En outre, et c’est là le facteur décisif, la valeur utilisée de la vie humaine est nettement plus élevée que dans l’étude précédente. Pour déterminer cette valeur, on ne procède pas par la méthode de la valorisation du capital humain4 qui prendrait comme seule référence le PIB/habitant.

Un transfert fictif de ressources au profit des pays en développement est effectué afin de rapprocher les valeurs de la vie humaine dans les pays en développement de celles utilisées dans les pays industrialisés.

Pour les calculs de 1998 relatifs à la France, l’étude ExternE adopte finalement la valeur centrale de 29 Euros / tonne de CO2 équivalent, soit 189 francs par tonne de CO2 équivalent.5

Figure : Ajustement des coûts externes du CO2 entre 1995 et 1998, selon l’étude ExternE

On voit que la modification de la « valeur » de la vie humaine entre les deux études ExternE 1995 et ExternE 1998 conduit à faire passer le coût de la tonne de CO2équivalent de 38,1 à 188,7 F6, soit une multiplication par près de 5 du coût.

Ceci montre bien le rôle clé de la valeur de la vie humaine, dans l’estimation du coût externe du CO2 par la méthode des dommages et les limitations de cette dernière.

Figure : Coûts externes du CO2 émis par les centrales électriques en France en cF/kWh selon ExternE 1998.

La Commission indique clairement les limites de l’exercice ExternE pour le cas du nucléaire. Les estimations ne sont pas jugées fiables pour les accidents nucléaires, les déchets radioactifs à haute activité, la prolifération nucléaire et le terrorisme. Ces lacunes pourraient être significatives et doivent être clairement soulignées pour toute évaluation

D. L’évaluation monétaire des conséquences d’un accident grave

Les différentes évaluations de la compétitivité des différentes filières présentées précédemment correspondent au fonctionnement normal d’une centrale nucléaire.

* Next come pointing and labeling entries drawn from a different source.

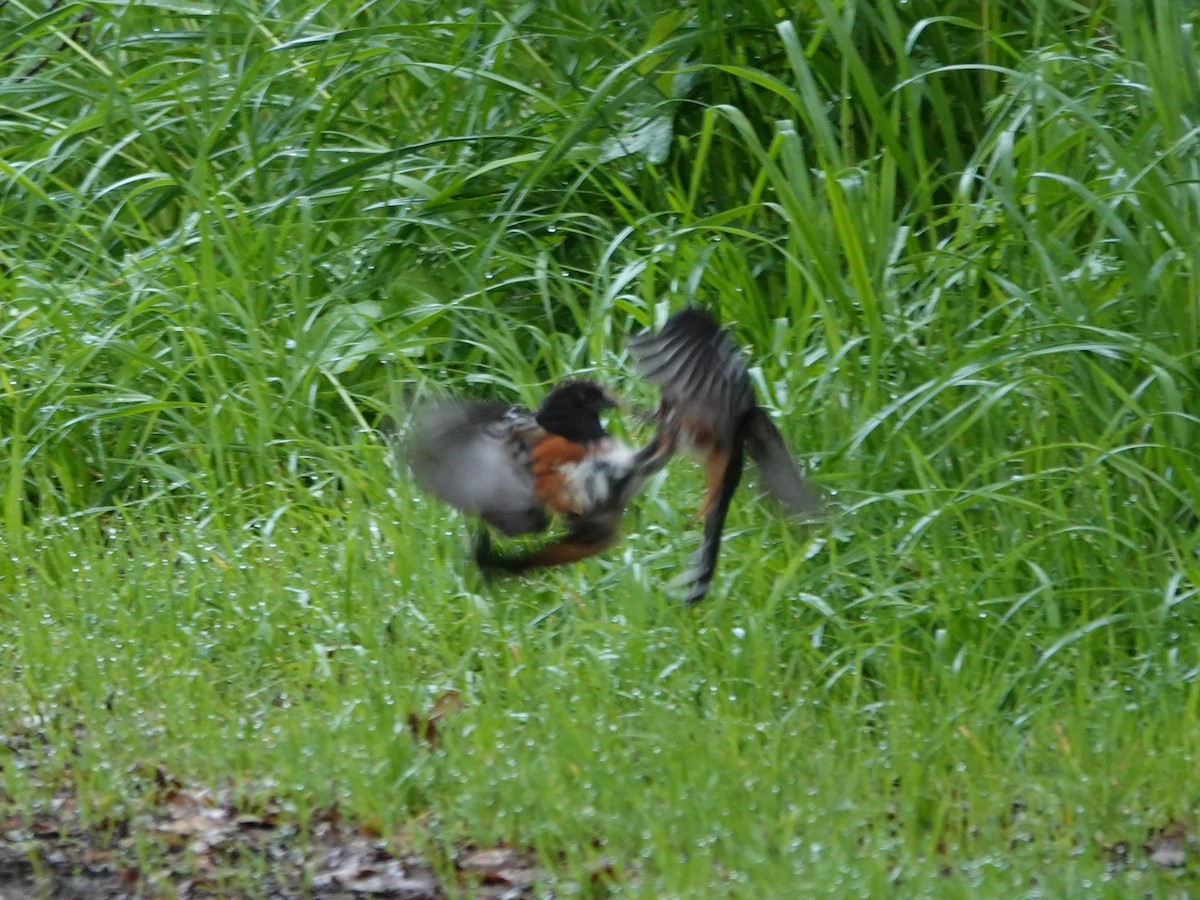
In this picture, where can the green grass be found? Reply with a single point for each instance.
(959, 241)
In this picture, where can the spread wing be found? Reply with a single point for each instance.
(702, 376)
(468, 455)
(708, 406)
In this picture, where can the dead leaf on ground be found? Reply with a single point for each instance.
(1168, 846)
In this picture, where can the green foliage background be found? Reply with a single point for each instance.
(960, 240)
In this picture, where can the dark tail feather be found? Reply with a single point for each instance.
(701, 574)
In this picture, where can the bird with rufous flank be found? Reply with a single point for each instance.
(519, 468)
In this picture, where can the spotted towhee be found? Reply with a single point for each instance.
(708, 408)
(515, 467)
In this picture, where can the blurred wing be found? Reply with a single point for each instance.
(701, 373)
(462, 454)
(777, 468)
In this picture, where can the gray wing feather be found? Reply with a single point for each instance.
(459, 453)
(777, 468)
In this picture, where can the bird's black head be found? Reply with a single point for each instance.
(573, 411)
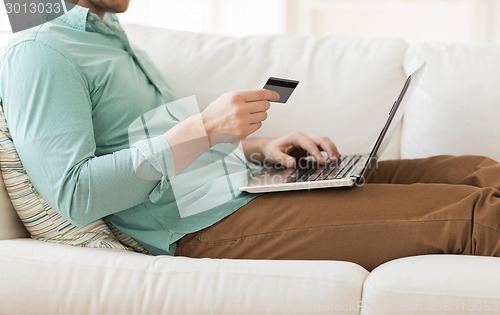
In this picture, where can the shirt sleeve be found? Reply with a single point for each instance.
(49, 112)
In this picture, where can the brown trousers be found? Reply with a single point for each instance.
(440, 205)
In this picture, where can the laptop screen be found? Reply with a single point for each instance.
(395, 115)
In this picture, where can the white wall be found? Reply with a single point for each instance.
(176, 14)
(466, 21)
(4, 20)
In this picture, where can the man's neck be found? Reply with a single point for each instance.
(93, 8)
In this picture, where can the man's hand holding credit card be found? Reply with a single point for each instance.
(284, 87)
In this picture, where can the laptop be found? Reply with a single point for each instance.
(349, 171)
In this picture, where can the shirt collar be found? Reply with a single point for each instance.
(82, 19)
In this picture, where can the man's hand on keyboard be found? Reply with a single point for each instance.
(289, 149)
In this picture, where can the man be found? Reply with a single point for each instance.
(74, 88)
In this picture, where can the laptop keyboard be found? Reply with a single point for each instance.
(324, 172)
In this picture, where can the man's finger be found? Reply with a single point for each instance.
(310, 146)
(328, 146)
(283, 159)
(259, 95)
(258, 117)
(259, 106)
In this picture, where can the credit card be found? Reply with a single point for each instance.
(283, 87)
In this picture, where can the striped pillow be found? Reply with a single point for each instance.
(40, 220)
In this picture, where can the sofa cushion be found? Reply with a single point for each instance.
(66, 280)
(37, 215)
(346, 89)
(434, 284)
(456, 107)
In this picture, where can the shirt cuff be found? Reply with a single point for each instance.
(156, 153)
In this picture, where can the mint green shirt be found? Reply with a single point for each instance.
(71, 89)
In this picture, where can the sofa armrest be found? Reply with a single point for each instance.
(46, 278)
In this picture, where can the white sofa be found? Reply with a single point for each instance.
(346, 89)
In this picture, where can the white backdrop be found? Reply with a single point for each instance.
(465, 21)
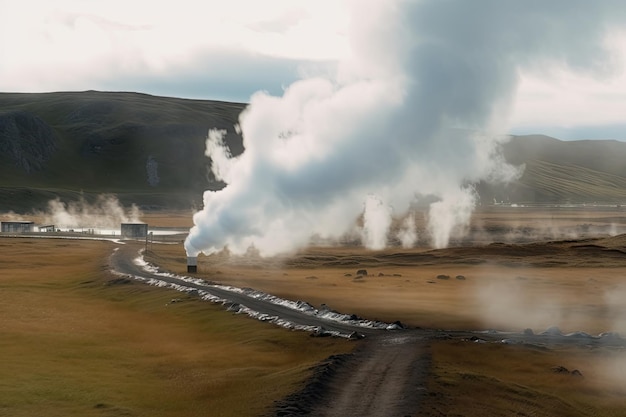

Si les conséquences d’un accident grave devaient être incorporées au coût du kWh, le nucléaire serait-il encore compétitif ? Telle est la question qui semble fondamentale à nombre d’observateurs.

On a vu précédemment les difficultés d’évaluer les dommages entraînés par un accident nucléaire grave. L’approche par l’évaluation des risques présente des insuffisances manifestes en terme de vraisemblance, du fait de la non-acceptation par le public des dires d’experts.

On examine dans la suite les conclusions des méthodes classiques et celles des nouvelles méthodes.

En réalité, il semble bien que l’approche monétaire touche à ses limites dans le cas difficile à traiter des accidents très peu probables.

Sans doute faudrait-il en premier lieu comparer entre eux les risques d’accidents liés à chacune des filières.

Sans doute faudrait-il également sur ce sujet raisonner avec une méthode faisant appel aux courbes d’indifférence entre le gain en termes de revenus et le risque d’accident et donc mettre au point une autre approche – spécifique cette fois – pour le traitement des accidents.

1. L’évaluation du coût d’un accident résultant de l’approche par les risques

L’étude ExternE propose dans sa version 1995 une évaluation du coût d’un accident. Le tableau suivant en présente les résultats principaux.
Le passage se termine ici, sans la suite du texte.